C'est vrai, c'est fabuleux ; j'ai assisté au même spectacle en Guyane, par contre, les chercheurs de WWF nous avaient interdit de toucher au petites tortues car en naissant elles sont recouvertes d'un produit qui les protège des microbes; il fallait les guider en mettant devant elles une lampe, elles suivent la lumière de la lampe et tout doucement on peut les guider vers la mer sans y toucher, c'est merveilleux que Clément ait vu ce spectacle

augusta 03/06/2007 01:12

très belle histoire...on ressent toute votre émotion...

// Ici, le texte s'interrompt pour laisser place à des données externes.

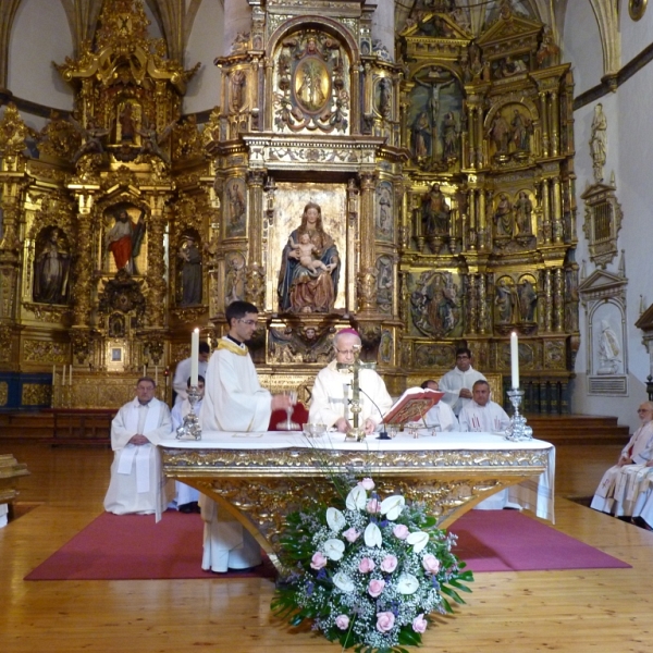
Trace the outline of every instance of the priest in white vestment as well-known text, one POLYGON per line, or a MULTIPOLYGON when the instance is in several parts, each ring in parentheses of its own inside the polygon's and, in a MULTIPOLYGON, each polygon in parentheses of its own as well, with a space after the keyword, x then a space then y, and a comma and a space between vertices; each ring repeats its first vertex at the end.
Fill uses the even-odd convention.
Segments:
MULTIPOLYGON (((422 390, 440 390, 438 381, 429 380, 421 384, 422 390)), ((458 431, 458 420, 454 415, 454 411, 449 408, 449 405, 440 399, 438 404, 429 409, 424 415, 424 422, 429 429, 435 429, 435 431, 458 431)))
MULTIPOLYGON (((208 346, 208 345, 207 345, 208 346)), ((187 390, 190 390, 190 377, 188 377, 188 381, 186 383, 187 390)), ((195 415, 199 416, 199 411, 201 410, 201 402, 204 398, 205 391, 205 378, 201 374, 197 377, 197 392, 199 394, 199 399, 195 404, 194 410, 195 415)), ((175 404, 170 411, 170 416, 172 417, 172 431, 176 433, 176 430, 184 423, 184 418, 186 415, 190 412, 190 402, 186 397, 181 404, 175 404)), ((175 496, 174 501, 171 504, 171 508, 174 507, 180 513, 197 513, 199 512, 199 491, 195 488, 190 488, 190 485, 186 485, 186 483, 182 483, 181 481, 174 482, 175 496)))
MULTIPOLYGON (((229 333, 218 342, 207 369, 199 420, 206 431, 267 431, 273 410, 289 408, 287 395, 271 395, 261 387, 245 343, 256 331, 258 309, 248 301, 226 307, 229 333)), ((205 520, 202 569, 223 572, 261 563, 254 537, 223 508, 200 496, 205 520)))
MULTIPOLYGON (((496 433, 505 431, 510 426, 506 411, 491 399, 488 381, 477 381, 471 390, 472 398, 460 411, 458 423, 460 431, 477 433, 496 433)), ((509 503, 508 490, 492 494, 480 504, 480 510, 501 510, 503 508, 519 508, 518 504, 509 503)))
MULTIPOLYGON (((207 367, 209 366, 209 356, 211 355, 211 347, 208 343, 199 343, 199 356, 197 360, 197 373, 200 377, 207 378, 207 367)), ((189 387, 188 379, 190 379, 190 368, 193 367, 193 359, 190 356, 180 360, 174 370, 174 377, 172 378, 172 390, 175 392, 174 405, 181 406, 182 402, 188 398, 186 392, 189 387)))
POLYGON ((157 444, 170 436, 172 421, 168 406, 155 397, 156 384, 144 377, 136 396, 111 422, 111 481, 104 509, 115 515, 156 514, 160 518, 172 495, 172 483, 161 472, 157 444))
MULTIPOLYGON (((642 512, 648 514, 644 505, 653 466, 653 402, 644 402, 637 412, 641 427, 621 449, 617 464, 603 475, 590 505, 615 517, 645 519, 642 512)), ((650 518, 653 520, 653 514, 650 518)))
MULTIPOLYGON (((352 382, 354 373, 338 369, 338 364, 352 365, 355 352, 360 350, 360 336, 354 329, 342 329, 333 338, 335 359, 318 372, 311 391, 308 419, 311 423, 325 424, 341 433, 352 430, 353 397, 352 382)), ((360 412, 359 427, 366 434, 373 433, 381 423, 383 415, 392 407, 392 397, 385 383, 371 369, 359 371, 360 412)))
POLYGON ((440 379, 442 401, 449 405, 456 417, 471 402, 471 389, 477 381, 485 381, 481 372, 471 367, 471 352, 467 347, 456 349, 456 367, 440 379))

Mimi a Houston 01/06/2007 03:34

Oh la la j'avais bien compris qu'il s'agissait d'une tortue mais je ne l'aurais pas imaginee aussi grosse ! Donc c'est une plage ou elles viennent pondre ? (les tortues ne sont pas des mammiferes mais des reptiles) Quelle rencontre ! bien mieux que les alligators !

NatduVénéz 31/05/2007 23:37

Merci jean-Paul de rassurer mon lectorat sur le sort de Bardmaman...

Jean-Paul 31/05/2007 20:48

A tous ceux (celles) qui s'inquiettaient du sort de Bradmaman et d'Arlette : soyez rassurées : pas d'enlèvement (malgré une fouille approfondie de la valise de Bradmaman à l'aéroport) - récupérées intactes à leur arrivée.